Following a Manhattan Supreme Court judge’s decision forcing Lyft to comply with heightened operating criteria or face a potential shut down, the company continues to seek support for its ride-sharing app in public-transportation starved neighborhoods like Greenpoint in hopes of ultimately launch the model it successfully operates in over 65 US cities.
In an agreement reached last Friday, Lyft will allow the Taxi and Limousine Commission (TLC) to test its app and approve how drivers are dispatched before a contract is signed.
In addition, the Manhattan Supreme Court asked Lyft to show TLC that its drivers have the requisite insurance coverage required for them to continue providing service in Rochester and Buffalo.
Lyft has until Friday to comply, but the organization is continuing to work at a grassroots level to find a solution.
On Tuesday, Lyft sponsored an event hosted by the Greenpoint Chamber of Commerce at Charlotte Patisserie on Manhattan Avenue.
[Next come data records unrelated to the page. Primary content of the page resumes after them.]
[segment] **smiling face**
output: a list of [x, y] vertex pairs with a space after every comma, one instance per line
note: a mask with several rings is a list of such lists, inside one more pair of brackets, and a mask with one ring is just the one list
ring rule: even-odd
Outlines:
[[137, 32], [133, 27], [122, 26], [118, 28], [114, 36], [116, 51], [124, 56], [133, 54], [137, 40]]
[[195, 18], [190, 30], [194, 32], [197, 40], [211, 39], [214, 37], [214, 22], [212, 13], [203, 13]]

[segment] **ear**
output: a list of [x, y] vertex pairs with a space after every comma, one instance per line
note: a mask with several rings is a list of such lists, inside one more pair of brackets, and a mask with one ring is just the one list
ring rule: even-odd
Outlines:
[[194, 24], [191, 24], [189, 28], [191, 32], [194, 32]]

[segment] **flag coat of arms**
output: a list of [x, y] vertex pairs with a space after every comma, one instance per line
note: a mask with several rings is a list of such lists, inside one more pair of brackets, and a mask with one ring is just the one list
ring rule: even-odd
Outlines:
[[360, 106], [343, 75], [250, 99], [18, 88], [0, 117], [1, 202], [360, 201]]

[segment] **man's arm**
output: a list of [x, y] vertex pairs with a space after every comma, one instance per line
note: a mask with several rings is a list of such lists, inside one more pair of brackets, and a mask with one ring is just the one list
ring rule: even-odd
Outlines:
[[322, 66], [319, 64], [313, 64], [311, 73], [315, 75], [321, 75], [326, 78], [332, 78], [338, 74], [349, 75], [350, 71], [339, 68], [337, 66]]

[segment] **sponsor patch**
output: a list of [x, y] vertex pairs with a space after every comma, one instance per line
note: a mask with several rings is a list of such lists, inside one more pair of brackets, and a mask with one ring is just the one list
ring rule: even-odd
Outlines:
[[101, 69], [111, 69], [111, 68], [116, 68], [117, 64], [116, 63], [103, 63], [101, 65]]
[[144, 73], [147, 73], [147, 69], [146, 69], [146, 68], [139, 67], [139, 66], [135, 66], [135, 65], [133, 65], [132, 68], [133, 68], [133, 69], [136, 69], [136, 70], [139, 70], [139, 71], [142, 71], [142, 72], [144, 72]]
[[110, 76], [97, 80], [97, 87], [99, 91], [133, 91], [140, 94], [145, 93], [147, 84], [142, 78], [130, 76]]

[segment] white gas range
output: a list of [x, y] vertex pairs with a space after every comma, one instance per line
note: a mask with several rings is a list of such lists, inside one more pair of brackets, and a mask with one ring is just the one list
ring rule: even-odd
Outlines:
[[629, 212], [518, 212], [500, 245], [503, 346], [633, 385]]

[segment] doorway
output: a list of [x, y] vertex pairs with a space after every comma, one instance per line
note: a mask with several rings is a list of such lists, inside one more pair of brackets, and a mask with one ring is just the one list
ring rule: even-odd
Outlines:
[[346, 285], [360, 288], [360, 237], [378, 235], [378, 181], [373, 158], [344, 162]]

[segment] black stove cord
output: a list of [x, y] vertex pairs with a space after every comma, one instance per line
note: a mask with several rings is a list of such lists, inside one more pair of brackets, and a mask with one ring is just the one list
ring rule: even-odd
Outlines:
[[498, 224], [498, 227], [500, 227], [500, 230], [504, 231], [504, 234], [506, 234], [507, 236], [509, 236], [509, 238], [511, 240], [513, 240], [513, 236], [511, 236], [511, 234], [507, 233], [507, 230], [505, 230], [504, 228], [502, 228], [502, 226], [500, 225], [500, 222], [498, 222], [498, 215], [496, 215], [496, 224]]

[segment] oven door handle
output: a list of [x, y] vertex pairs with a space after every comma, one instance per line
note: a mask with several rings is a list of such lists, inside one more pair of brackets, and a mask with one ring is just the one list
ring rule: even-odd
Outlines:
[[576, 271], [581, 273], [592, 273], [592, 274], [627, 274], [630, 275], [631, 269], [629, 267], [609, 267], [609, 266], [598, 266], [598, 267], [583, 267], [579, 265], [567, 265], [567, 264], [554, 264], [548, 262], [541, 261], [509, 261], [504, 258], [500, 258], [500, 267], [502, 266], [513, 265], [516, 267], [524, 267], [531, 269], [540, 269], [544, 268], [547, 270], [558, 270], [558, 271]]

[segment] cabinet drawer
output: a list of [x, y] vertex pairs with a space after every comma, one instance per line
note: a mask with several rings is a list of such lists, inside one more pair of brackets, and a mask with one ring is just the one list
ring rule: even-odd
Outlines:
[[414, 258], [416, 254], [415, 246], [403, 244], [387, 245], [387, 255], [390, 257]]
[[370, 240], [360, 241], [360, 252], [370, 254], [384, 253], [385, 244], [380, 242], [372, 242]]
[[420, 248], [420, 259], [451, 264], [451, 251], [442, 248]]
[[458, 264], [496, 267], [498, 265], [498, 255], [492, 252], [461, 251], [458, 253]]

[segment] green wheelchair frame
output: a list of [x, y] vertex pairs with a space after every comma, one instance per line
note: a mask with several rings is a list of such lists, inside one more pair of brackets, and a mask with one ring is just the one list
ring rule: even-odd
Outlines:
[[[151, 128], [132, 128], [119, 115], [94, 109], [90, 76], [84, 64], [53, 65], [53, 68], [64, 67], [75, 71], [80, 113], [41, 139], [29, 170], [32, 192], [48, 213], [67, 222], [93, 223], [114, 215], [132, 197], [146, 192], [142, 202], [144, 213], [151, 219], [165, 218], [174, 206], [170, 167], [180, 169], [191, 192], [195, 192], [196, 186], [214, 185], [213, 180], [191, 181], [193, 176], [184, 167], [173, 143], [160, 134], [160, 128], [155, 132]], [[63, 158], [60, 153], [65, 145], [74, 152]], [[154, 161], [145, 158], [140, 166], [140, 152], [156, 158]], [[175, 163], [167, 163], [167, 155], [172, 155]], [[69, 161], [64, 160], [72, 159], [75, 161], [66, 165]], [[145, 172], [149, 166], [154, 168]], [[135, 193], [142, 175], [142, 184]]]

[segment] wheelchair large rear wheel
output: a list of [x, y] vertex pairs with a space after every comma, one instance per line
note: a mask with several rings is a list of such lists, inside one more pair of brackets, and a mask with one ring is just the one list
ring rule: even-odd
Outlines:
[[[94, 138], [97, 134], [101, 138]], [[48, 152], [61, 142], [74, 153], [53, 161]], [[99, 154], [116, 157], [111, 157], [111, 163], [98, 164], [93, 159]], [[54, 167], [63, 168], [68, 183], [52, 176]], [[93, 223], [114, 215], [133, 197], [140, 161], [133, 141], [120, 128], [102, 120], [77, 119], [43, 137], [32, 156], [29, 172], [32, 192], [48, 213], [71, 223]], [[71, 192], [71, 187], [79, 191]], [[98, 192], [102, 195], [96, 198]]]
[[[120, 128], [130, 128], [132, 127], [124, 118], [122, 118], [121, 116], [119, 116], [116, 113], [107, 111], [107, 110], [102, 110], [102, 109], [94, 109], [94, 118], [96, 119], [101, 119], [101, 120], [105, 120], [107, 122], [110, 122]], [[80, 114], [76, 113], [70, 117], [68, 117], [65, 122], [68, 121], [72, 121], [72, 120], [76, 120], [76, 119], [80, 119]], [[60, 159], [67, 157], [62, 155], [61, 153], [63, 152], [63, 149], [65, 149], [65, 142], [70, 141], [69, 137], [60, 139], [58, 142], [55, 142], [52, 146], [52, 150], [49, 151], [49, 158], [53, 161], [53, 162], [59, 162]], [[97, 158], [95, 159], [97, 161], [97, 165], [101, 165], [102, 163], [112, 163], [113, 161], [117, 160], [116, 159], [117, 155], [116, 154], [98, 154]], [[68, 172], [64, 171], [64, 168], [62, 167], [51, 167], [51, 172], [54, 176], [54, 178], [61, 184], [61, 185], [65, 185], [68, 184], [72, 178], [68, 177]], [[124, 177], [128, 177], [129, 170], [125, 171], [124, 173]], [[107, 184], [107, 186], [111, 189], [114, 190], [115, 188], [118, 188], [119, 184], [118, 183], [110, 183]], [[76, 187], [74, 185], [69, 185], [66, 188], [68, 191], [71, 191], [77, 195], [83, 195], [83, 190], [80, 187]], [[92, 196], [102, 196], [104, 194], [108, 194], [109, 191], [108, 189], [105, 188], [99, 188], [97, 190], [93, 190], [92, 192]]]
The organization used the occasion to raise awareness of its app, and the benefits it brings to a community terribly underserved by public transportation, and which starting this week will be affected by a five-week shutdown of the G-train.
“That’s one of the problems we are trying to solve,” said Paige Thelen, a spokesperson for Lyft in regards to underserved neighborhoods. “The event at Charlotte gives helps us in our goal of bringing community members together. In fact several small business owners in other cities work as drivers for Lyft to supplement their jobs.”
Representatives from the organization encouraged potential supporters to sign a Change.org petition, which has already received closed to 10,000 signatures from the city’s residents for the app to move forward as it has in other cities.
In cities where the ride-sharing app is fully functional, interested drivers can sign up to participate; customers contact drivers directly through the app, and payment is made as a donation for the service received, as opposed to a fixed rate.
TLC has expressed concern that this might compromise safety.
But at Tuesday’s event, Lyft representatives once again stressed the thorough and rigorous nature of their screening process including strict background checks, maintaining high customer approval ratings, vehicle inspections and a $1 million insurance, which is $700,000 more than the city’s minimum requirement for taxis.
Greenpoint business owners and residents at least were eager for the app’s launch in its entirety.
“We’re not car owners but we’re considering using the service,” said Greenpoint Chamber member Timothy Mullins, one of the attendees at Tuesday’s event. “The fact that it is internet based is kind of cool. Subway is a hassle and using Lyft would be less of a hassle.”
“I like the option that you actually contact a driver and the person can come to you,” added Lauren Lawson, another attendee and a Chamber of Commerce member.
There is no official date for the launch in the city yet, but Lyft representatives at Tuesday’s event were hopeful that it would be within the next couple of months.